FiP = Feline infektiöse Peritonitis (ansteckende Bauchfellentzündung).


Cornelia Reich schreibt in "Vets im Netz":

Die meisten Fragen in diesem Forum erreichen uns zur FIP-Infektion der Katze. Das liegt einerseits daran, daß die FIP eine recht weit verbreitete Krankheit ist - bei etwa jeder 6. -8. Katze, die pathologisch untersucht wird, wird auch eine Infektion mit dem FIP-Virus festgestellt - andererseits aber sicher auch daran, daß die Erkrankung so schwer zu begreifen ist:

- Das Virus ist fast flächendeckend verbreitet und trotzdem tritt die Krankheit nur sporadisch auf: Beispielsweise können Kätzchen aus einem Wurf an FIP erkranken, wohingegen ihre Wurfgeschwister und die Mutter verschont bleiben.

- Antikörper gegen das Virus - also Moleküle, die eigentlich dafür da sind, die Katze gegen die Infektion zu schützen - nützen nichts, können die Erkrankung schlimmstenfalls noch beschleunigen.

Wie ist das möglich? Fangen wir vorn an: Erreger der FIP sind die Coronaviren. Die meisten dieser Coronaviren sind harmlos, verursachen bei Katzenwelpen häufig einen kurzzeitigen "Welpendurchfall", leben also im Darmgewebe und treten ansonsten nicht weiter in Erscheinung. Trotzdem spielen diese harmlosen Darmviren die Hauptrolle bei der Verbreitung der Erkrankung: Gesunde Katzen, die die Coronaviren in ihrem Darm beherbergen, scheiden diese im Kot, im Speichel und mit anderen Körperflüssigkeiten aus. Sie stecken also andere Katzen mit einer an sich harmlosen Darmerkrankung an. Soweit nicht weiter wild.

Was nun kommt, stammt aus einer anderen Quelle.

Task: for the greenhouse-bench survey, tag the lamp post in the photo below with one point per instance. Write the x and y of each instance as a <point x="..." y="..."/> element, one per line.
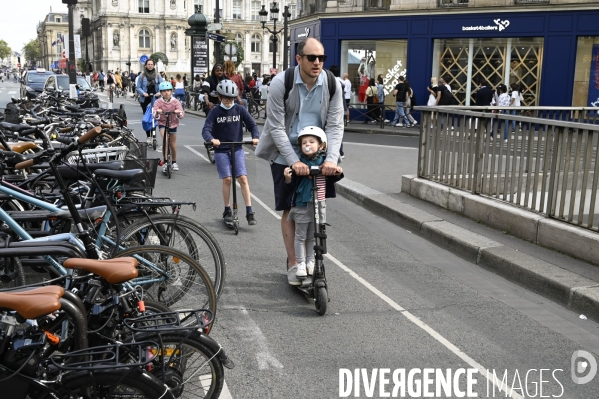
<point x="274" y="17"/>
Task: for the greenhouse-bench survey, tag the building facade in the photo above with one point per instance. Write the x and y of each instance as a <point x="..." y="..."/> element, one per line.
<point x="124" y="31"/>
<point x="50" y="35"/>
<point x="548" y="49"/>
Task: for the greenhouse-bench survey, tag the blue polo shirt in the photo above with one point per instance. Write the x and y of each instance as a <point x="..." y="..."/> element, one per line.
<point x="309" y="113"/>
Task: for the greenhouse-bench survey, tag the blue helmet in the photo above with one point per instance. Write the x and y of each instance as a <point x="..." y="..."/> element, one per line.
<point x="165" y="86"/>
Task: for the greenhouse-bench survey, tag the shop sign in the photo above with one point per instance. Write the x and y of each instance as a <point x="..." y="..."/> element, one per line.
<point x="593" y="99"/>
<point x="305" y="34"/>
<point x="391" y="79"/>
<point x="499" y="26"/>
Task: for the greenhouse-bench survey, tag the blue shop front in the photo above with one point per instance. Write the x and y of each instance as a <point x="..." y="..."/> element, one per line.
<point x="552" y="56"/>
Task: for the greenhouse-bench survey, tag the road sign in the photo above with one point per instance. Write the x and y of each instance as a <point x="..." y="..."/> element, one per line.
<point x="215" y="37"/>
<point x="215" y="26"/>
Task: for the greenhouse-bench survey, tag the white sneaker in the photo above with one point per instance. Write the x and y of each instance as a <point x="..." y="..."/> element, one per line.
<point x="301" y="270"/>
<point x="310" y="267"/>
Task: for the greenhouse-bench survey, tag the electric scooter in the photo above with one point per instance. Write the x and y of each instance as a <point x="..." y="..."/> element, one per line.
<point x="208" y="144"/>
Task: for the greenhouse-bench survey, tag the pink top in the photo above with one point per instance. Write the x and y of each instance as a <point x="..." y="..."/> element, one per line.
<point x="170" y="106"/>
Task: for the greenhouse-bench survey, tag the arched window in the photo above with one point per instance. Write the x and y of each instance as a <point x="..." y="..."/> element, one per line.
<point x="144" y="39"/>
<point x="271" y="43"/>
<point x="256" y="43"/>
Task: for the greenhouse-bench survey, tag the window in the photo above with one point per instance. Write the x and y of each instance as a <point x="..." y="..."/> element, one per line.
<point x="144" y="6"/>
<point x="293" y="11"/>
<point x="255" y="43"/>
<point x="144" y="39"/>
<point x="255" y="9"/>
<point x="271" y="44"/>
<point x="239" y="39"/>
<point x="236" y="9"/>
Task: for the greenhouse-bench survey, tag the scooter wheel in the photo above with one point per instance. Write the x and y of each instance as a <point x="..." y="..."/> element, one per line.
<point x="321" y="300"/>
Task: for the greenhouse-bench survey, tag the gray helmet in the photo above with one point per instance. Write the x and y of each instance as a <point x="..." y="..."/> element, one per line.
<point x="227" y="88"/>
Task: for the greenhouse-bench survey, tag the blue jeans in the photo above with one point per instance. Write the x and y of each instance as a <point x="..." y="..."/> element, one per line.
<point x="400" y="114"/>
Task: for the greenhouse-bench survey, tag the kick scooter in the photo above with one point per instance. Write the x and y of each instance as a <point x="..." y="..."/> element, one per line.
<point x="208" y="144"/>
<point x="316" y="287"/>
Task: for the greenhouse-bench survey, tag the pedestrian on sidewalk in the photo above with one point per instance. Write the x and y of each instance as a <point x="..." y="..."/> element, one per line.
<point x="225" y="123"/>
<point x="313" y="143"/>
<point x="308" y="104"/>
<point x="400" y="98"/>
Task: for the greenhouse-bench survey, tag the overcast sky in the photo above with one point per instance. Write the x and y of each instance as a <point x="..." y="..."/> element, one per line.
<point x="19" y="19"/>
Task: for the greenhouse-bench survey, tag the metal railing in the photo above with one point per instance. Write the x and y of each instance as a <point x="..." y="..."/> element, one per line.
<point x="546" y="165"/>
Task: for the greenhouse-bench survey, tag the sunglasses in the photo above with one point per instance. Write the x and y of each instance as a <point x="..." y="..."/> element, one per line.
<point x="312" y="57"/>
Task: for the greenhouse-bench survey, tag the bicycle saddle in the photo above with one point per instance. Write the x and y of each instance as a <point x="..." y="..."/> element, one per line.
<point x="14" y="127"/>
<point x="114" y="271"/>
<point x="122" y="175"/>
<point x="34" y="302"/>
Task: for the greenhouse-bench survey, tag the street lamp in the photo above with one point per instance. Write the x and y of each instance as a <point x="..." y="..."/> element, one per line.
<point x="274" y="17"/>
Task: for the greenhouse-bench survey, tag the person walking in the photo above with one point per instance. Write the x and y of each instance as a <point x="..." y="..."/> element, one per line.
<point x="147" y="88"/>
<point x="179" y="88"/>
<point x="400" y="97"/>
<point x="308" y="104"/>
<point x="347" y="95"/>
<point x="372" y="101"/>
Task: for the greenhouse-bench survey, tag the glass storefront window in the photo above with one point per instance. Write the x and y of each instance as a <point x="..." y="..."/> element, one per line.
<point x="586" y="74"/>
<point x="463" y="62"/>
<point x="365" y="59"/>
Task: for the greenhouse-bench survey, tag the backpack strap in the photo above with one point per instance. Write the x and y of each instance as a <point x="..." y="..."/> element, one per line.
<point x="289" y="84"/>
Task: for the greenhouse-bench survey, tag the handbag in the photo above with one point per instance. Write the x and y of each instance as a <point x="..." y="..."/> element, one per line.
<point x="148" y="122"/>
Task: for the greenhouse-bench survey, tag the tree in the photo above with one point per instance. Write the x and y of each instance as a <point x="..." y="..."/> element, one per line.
<point x="31" y="50"/>
<point x="5" y="51"/>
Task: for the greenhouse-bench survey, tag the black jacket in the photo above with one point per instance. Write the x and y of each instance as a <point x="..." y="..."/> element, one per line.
<point x="484" y="97"/>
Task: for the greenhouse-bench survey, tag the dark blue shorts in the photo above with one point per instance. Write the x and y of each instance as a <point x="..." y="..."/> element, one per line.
<point x="223" y="163"/>
<point x="171" y="130"/>
<point x="282" y="189"/>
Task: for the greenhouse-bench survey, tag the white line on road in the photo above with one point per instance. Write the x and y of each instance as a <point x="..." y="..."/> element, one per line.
<point x="379" y="145"/>
<point x="414" y="319"/>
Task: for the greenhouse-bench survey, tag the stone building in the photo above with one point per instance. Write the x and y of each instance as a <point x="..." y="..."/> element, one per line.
<point x="123" y="31"/>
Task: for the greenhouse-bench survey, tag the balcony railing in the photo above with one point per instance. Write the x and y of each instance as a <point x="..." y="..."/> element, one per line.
<point x="453" y="3"/>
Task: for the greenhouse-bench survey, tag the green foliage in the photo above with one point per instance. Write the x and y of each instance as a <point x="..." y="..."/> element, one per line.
<point x="240" y="54"/>
<point x="31" y="51"/>
<point x="159" y="56"/>
<point x="5" y="51"/>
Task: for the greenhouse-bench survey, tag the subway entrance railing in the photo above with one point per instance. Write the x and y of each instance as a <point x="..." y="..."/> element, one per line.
<point x="545" y="161"/>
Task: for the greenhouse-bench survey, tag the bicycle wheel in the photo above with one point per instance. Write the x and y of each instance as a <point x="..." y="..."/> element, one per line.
<point x="188" y="367"/>
<point x="123" y="383"/>
<point x="170" y="276"/>
<point x="183" y="234"/>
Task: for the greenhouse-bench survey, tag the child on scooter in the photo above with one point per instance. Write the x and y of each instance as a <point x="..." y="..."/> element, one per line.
<point x="225" y="123"/>
<point x="168" y="103"/>
<point x="313" y="142"/>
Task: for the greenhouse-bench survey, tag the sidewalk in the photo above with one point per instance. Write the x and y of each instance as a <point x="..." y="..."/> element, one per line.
<point x="570" y="282"/>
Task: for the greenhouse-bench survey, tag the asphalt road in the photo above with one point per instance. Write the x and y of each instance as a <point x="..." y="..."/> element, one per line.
<point x="399" y="306"/>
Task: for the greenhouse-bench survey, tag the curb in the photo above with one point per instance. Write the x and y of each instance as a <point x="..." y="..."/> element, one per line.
<point x="570" y="290"/>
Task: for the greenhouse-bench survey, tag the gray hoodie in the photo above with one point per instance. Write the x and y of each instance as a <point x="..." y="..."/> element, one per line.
<point x="275" y="135"/>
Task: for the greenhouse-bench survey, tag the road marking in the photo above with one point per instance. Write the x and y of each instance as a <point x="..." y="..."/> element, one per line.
<point x="379" y="145"/>
<point x="414" y="319"/>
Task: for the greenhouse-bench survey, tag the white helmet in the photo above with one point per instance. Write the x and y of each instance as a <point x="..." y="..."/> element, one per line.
<point x="227" y="88"/>
<point x="312" y="131"/>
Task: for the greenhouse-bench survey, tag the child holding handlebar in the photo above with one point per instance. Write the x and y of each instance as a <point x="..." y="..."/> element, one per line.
<point x="312" y="141"/>
<point x="225" y="123"/>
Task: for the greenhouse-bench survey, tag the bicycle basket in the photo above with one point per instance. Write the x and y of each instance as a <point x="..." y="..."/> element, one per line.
<point x="133" y="354"/>
<point x="149" y="166"/>
<point x="171" y="321"/>
<point x="138" y="149"/>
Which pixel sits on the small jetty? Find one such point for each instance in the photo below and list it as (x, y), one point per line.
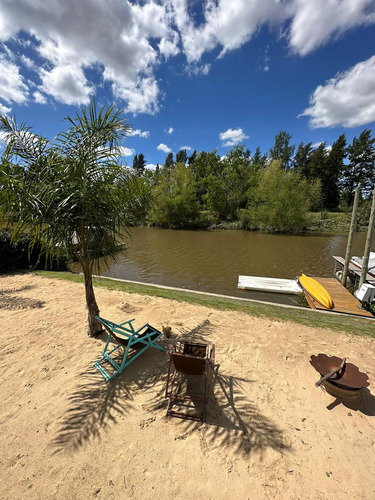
(354, 271)
(261, 284)
(343, 300)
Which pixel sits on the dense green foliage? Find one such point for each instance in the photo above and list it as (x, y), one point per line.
(175, 204)
(23, 254)
(72, 193)
(271, 191)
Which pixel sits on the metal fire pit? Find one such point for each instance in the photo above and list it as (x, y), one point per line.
(345, 380)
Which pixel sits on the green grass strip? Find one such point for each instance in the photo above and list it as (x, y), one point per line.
(349, 324)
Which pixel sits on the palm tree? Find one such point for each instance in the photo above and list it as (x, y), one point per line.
(71, 193)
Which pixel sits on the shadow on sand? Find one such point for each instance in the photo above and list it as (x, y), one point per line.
(232, 419)
(364, 404)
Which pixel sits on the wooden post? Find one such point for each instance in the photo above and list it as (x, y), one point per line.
(370, 231)
(350, 238)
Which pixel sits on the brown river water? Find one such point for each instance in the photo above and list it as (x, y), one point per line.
(211, 261)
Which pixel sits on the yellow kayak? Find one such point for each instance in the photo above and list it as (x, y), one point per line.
(316, 290)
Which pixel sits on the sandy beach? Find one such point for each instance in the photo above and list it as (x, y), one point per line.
(270, 433)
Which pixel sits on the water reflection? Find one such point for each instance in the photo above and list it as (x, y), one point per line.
(212, 260)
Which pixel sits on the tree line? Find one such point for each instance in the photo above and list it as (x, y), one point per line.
(272, 190)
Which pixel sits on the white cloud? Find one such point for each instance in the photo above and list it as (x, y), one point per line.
(316, 22)
(124, 151)
(198, 69)
(27, 62)
(39, 98)
(66, 84)
(4, 111)
(231, 137)
(12, 86)
(150, 166)
(140, 133)
(133, 38)
(164, 148)
(119, 47)
(348, 99)
(169, 46)
(228, 23)
(142, 96)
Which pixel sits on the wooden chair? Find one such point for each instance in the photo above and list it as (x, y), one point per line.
(131, 340)
(188, 360)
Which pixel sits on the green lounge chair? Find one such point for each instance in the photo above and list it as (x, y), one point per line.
(131, 340)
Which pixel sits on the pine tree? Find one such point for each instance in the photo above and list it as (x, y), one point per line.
(360, 171)
(334, 168)
(302, 159)
(282, 150)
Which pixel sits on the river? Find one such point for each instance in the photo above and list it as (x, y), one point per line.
(212, 260)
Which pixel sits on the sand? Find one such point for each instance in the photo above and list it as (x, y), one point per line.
(270, 433)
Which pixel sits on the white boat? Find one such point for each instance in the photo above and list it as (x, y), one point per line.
(261, 284)
(357, 261)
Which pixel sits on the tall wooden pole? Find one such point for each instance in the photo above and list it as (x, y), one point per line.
(350, 238)
(370, 232)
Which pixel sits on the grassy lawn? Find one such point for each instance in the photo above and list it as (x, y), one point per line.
(355, 326)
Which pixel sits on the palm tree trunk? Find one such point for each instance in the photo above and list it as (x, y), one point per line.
(94, 326)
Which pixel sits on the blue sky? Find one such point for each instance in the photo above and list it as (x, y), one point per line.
(201, 75)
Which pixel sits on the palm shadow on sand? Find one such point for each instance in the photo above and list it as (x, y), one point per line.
(232, 419)
(9, 299)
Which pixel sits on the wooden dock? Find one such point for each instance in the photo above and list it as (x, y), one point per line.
(343, 300)
(353, 270)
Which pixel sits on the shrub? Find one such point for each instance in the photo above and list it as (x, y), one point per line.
(22, 255)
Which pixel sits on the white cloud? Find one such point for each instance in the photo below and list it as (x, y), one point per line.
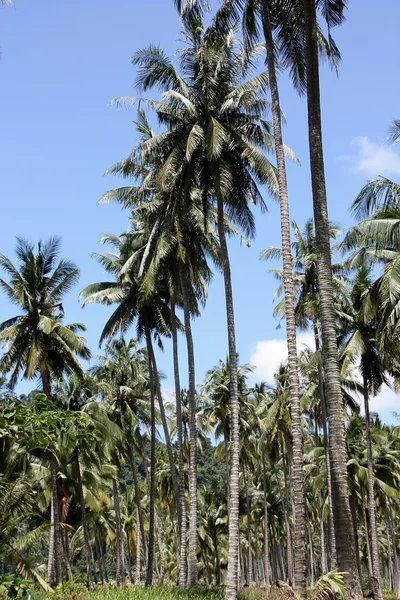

Wie wird nun ein Coronavirus zu einem wilden, also gefährlichen Subjekt, dem FIP-Virus? Durch Mutation. Das besondere an den Coronaviren ist nämlich ihr außergewöhnlicher Hang zur genetischen Veränderung. Mit anderen Worten: ob ein mit Coronaviren infiziertes Kätzchen tatsächlich zum FIP-Patient wird, ist ein spontanes, nicht vorhersehbares Ereignis. Das durch Mutation entstandene FIP-Virus ist dabei quasi eine Neuschöpfung, gerade erst entstanden.

Noch mal von vorn:
wie könnte eine FIP-Infektion stattfinden?
Ein Katzenkind stammt von einer mit Coronaviren infizierten Mutter. Mit der Muttermilch nimmt es Antikörper gegen diese Viren auf und ist in der ersten Lebensphase vor einer eigenen Infektion geschützt. Deshalb ist die Muttermilch so wichtig. Dieser Schutz hält aber nur einige Wochen vor. In dem Maße, wie die "mütterlichen" Antikörper im Blut des Kätzchens verschwinden, wird der Katzenwelpe empfänglich für eine Infektion. Für die dafür notwendigen Viren sorgt die infizierte Mutter. Der kleine Körper reagiert auf die Infektion mit einem Welpendurchfall, beginnt selbst Antikörper zu produzieren und beherrscht die Krankheit, er wird immun. In den meisten Fällen schafft er es aber nicht, das Virus ganz aus dem Körper zu vertreiben. Der Katzenwelpe ist permanent infiziert, genau wie seine Mutter. Er hat eine harmlose Coronavirusinfektion, Virus und Antikörper halten sich die Waage. Das Tier ist gesund. Dieses stabile Gleichgewicht kann sich ändern, wenn das Immunsystem gestreßt wird, zum Beispiel dadurch, daß der Welpe in eine neue Umgebung umzieht. Andere Streßfaktoren können sein: Leukämievirus- oder Immunschwächevirusinfektion, Katzenkämpfe, Wurmbefall, chronische Erkrankungen. Das gestreßte Immunsystem verliert die Kontrolle über die Viren, die "bösen" Mutanten befallen schließlich die Abwehrzellen des Körpers, und die FIP-Infektion nimmt ihren Lauf: Die Symptome: FIP ist eine Gefäßerkrankung. Antikörper gegen das Virus haben keine Schutzfunktion, sondern beschleunigen den Krankheitsverlauf. Die Gefäße werden undicht, und Flüssigkeit tritt in das umliegende Gewebe: dicker, flüssigkeitsgefüllter Bauch und Fieber sind die Kardinalsymptome einer FIP. Die Gefäßkrankheit kann aber geradesogut an den anderen Stellen des Körpers auftreten, sodaß Symptome anderer Organe, wie z.B. Atemnot oder Leberschädigungen sowie Augen-oder Hirnschäden die Folge sein können. Auch der dicke Bauch ist kein "Muß", es geht auch ohne: das ist dann die sogenannte "trockene FIP". Die Symptome sind also vielfältig, die Diagnose nicht einfach. In solchen Fällen hilft dem Mediziner oft ein Bluttest. Nicht so bei der FIP!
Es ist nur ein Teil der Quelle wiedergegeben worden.